Sigur Rós, "Untitled #1 (Vaka)", in https://www.youtube.com/watch?v=P0AZIFmkogY
Lunar, a paisagem embebia-se de uma
beleza singular. Os padrões convencionais diriam daquele lugar coisas medonhas.
Mas os olhos diferentes vêm coisas diferentes – ou não fosse a singular
diversidade o código genético da espécie.
Era como se tivesse aterrado na cratera
de um vulcão, a cratera já não na sua forma cónica. Talvez porque em tempos
houvera uma explosão do vulcão que desfez o seu perfil afiado a uma planície
onde todos os nutrientes medravam na cama de cinzas. A paisagem negra parecia
retirada de um filme de ficção científica. Só faltava o céu perenemente
escurecido. O equinócio estival fora há um par de dias. Não admirava que a luz
do dia atravessasse o dia fora, quase não havendo crepúsculo. Já era quase meia
noite quando chegou à planície de cinzas e continuava a ser dia, como se fosse
quase o entardecer a que estava habituado. O cenário duplicava a excentricidade
– a singularidade da paisagem e a luz diurna teimosamente cindindo a noção das
horas que vinha do relógio.
As cinzas eram o solo debaixo dos pés.
Não sujavam o calçado. Era uma poeira fina que se rarefazia quando as mãos
traziam do chão um naco de cinzas. Pelos preceitos escolares, aquela paisagem
lunar era epítome de infecundidade. Os olhos desmentiam o lugar-comum da
ciência de bolso: os arbustos coloridos medravam, havia árvores de pequeno
porte de onde desabrochavam flores brancas; ao longe, o ruído de um fio de água
crescia à medida que a distância se diluía.

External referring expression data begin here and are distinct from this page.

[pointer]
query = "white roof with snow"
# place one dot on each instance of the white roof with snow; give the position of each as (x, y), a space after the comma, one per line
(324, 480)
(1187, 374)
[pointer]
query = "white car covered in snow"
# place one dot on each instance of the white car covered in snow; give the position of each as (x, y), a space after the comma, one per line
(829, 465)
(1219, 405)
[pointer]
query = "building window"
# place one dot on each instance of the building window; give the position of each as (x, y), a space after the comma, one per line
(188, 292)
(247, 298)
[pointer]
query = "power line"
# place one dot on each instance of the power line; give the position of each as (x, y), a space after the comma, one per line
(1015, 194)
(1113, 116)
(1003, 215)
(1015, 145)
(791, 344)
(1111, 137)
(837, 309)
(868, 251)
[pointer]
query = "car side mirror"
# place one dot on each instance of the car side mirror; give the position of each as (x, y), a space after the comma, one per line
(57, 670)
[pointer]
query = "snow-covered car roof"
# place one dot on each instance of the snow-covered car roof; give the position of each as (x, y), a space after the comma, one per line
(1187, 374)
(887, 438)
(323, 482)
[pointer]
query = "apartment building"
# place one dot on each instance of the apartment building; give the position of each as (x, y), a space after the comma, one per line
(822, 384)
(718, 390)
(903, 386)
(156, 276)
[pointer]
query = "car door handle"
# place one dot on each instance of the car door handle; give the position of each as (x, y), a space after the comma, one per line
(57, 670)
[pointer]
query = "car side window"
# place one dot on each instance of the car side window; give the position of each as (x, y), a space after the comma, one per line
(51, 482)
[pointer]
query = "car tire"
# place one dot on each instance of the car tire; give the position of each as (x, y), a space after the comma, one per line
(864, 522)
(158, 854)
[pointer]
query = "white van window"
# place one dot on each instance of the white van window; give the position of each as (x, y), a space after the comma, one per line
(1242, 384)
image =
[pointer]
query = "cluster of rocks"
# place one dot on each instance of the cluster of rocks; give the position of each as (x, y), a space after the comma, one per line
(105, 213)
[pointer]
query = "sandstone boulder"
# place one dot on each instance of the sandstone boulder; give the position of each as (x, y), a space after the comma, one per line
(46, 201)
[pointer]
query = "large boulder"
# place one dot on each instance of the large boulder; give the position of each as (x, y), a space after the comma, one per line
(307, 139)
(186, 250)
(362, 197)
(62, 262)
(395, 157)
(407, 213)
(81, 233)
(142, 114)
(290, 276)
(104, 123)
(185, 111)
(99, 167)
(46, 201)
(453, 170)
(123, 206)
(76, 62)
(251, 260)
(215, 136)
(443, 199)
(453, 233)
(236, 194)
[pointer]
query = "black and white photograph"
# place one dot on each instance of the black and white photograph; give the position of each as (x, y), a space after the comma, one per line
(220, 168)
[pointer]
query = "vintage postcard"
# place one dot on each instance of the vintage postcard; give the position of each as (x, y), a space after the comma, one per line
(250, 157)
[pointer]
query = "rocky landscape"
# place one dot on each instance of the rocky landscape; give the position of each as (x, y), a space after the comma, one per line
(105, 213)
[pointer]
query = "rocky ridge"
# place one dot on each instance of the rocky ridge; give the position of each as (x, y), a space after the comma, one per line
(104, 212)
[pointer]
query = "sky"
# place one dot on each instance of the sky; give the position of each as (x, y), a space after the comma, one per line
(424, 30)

A suavidade da paisagem negra refletia-se
no pequeno lago onde desaguava o regato que parecia dimanar das entranhas da
terra. O silêncio era rompido pelo chilrear dos pássaros que poisavam na copa
das árvores em vésperas do sono que viria ausente de penumbra.
Naquele lugar vulcânico descobriu que as
convenções que sedimentam o pensamento podem ser desafiadas quando se esbarra
na originalidade. A riqueza dos lugares é a sua diversidade, as cores
diferentes, os odores que sobem da terra, a flora que mapeia as diferentes
latitudes, as pessoas que são da mesma genética e, todavia, tão díspares de
lugar para lugar. E aprendemos. Aprendemos que as cinzas não sinalizam ausência
nem retratam a inerte vida dos lugares onde elas são paisagem. Contradizendo os
cânones, as cinzas são um émulo da existência. Caucionam a renovação da vida.
São o nutriente que devolve a vida a um lugar que se julgava morto.